Read about what it means to get pregnant and have a healthy pregnancy in your late 30s or early 40s with insights from Lisa Luther, MD, in the Department of Obstetrics and Gynecology at Massachusetts General Hospital.
For Amelia Henning, CNM, MSN, IBCLC, midwifery combines all the things she’s interested in: healthcare, women and supporting natural processes. She believes midwifery care matters and how we approach pregnancy and women’s health care makes a difference. In the following Q&A, Amelia shares what she loves most about her career, what motivates her and her love of problem-solving lactation challenges with new parents.
Q: What is your work as a midwife like?
I have been a staff midwife at Mass General for 18 years. Last year, I was appointed the Director of Lactation and assumed leadership of our lactation clinic. I’m also an International Board-Certified Lactation Consultant (IBCLC).
One of the things I really enjoy about my job at Mass General is the variety in what I do. As a staff midwife, I see patients in the office for prenatal, postpartum and urgent visits; round on the postpartum unit; run triage on our in-patient unit; and of course, attend to labors and births.
In my lactation role, I get to indulge my love of breastfeeding and spend whole visits dedicated to planning and problem-solving lactation challenges. One of my other roles is leading our staff education on lactation and working to make our system a place where breastfeeding is supported.
Q. Why did you choose to become a midwife?
I discovered that it brought together all the things I was most interested in: healthcare, women, and supporting natural processes.
Q. What was your training like?
I had finished a BA with an interdisciplinary major in literature, chemistry and “human needs & global development” when I figured out that I wanted to be a midwife. I took some extra classes in what we now call a gap year, and then completed a fast-track Bachelor of Science in Nursing (BSN) to Master of Science in Nursing (MSN) program at the University of Pennsylvania.
While in that program, I took a fabulous breastfeeding course taught by Dianne Spatz, who has done a ton of work on breastfeeding in preterm babies and the NICU setting. This really sparked my interest in breastfeeding. I eventually got certified as an International Board-Certified Lactation Consultant.
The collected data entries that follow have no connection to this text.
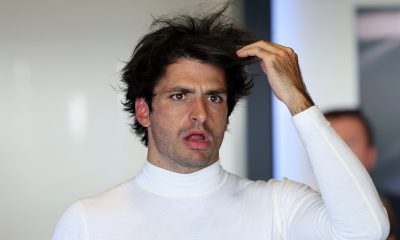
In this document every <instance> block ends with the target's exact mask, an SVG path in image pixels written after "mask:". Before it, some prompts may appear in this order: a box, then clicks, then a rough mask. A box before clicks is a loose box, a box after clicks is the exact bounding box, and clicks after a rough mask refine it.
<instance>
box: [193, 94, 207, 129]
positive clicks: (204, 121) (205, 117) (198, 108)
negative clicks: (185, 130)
mask: <svg viewBox="0 0 400 240" xmlns="http://www.w3.org/2000/svg"><path fill="white" fill-rule="evenodd" d="M206 119H207V106H206V103H205V102H204V99H203V98H201V97H198V98H196V99H195V101H194V102H193V107H192V111H191V113H190V120H191V121H197V122H199V123H204V122H205V121H206Z"/></svg>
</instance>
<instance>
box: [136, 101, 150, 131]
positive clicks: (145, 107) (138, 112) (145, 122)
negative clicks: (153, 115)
mask: <svg viewBox="0 0 400 240" xmlns="http://www.w3.org/2000/svg"><path fill="white" fill-rule="evenodd" d="M135 113H136V119H137V120H138V122H139V123H140V125H142V126H143V127H149V126H150V117H149V114H150V110H149V106H148V105H147V103H146V101H145V100H144V98H142V97H141V98H136V100H135Z"/></svg>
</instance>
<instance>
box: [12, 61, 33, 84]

Along the way, much of my training in breastfeeding medicine has been on-the-ground learning, collaborating with colleagues, attending conferences, and lots of reading.
All Mass General nurse-midwives are members of the American College of Nurse-Midwives and certified by the American Midwifery Certification Board and are educated in the disciplines of nursing and midwifery on a master's level.
Q: What motivates you to do what you do?
Get me talking midwifery, and I won’t stop. Midwifery care matters. How we approach pregnancy and women’s health care makes a difference. We work hard to support the normal physiologic processes of pregnancy, labor, birth and lactation. But it’s not just that; those processes are not always normal. Midwives have always held “patient autonomy” and “shared decision-making” as core values in our approach to caring for and empowering our patients. We share knowledge and recommendations, and help you navigate making the decision that is best for you and your family.
I love getting to know my families over the course of a pregnancy, empowering them to have confidence in their bodies and knowledge to make decisions that are best for themselves and their babies.
Q. What do you wish people knew about midwifery?
That the midwifery model of care leads to better outcomes—more vaginal births, fewer interventions, with same or better maternal and infant outcomes. It’s not just about choosing a style of care. Newer research also shows that our rates of breastfeeding are higher—and breastfeeding makes a significant impact on maternal and infant health for years after breastfeeding has ceased.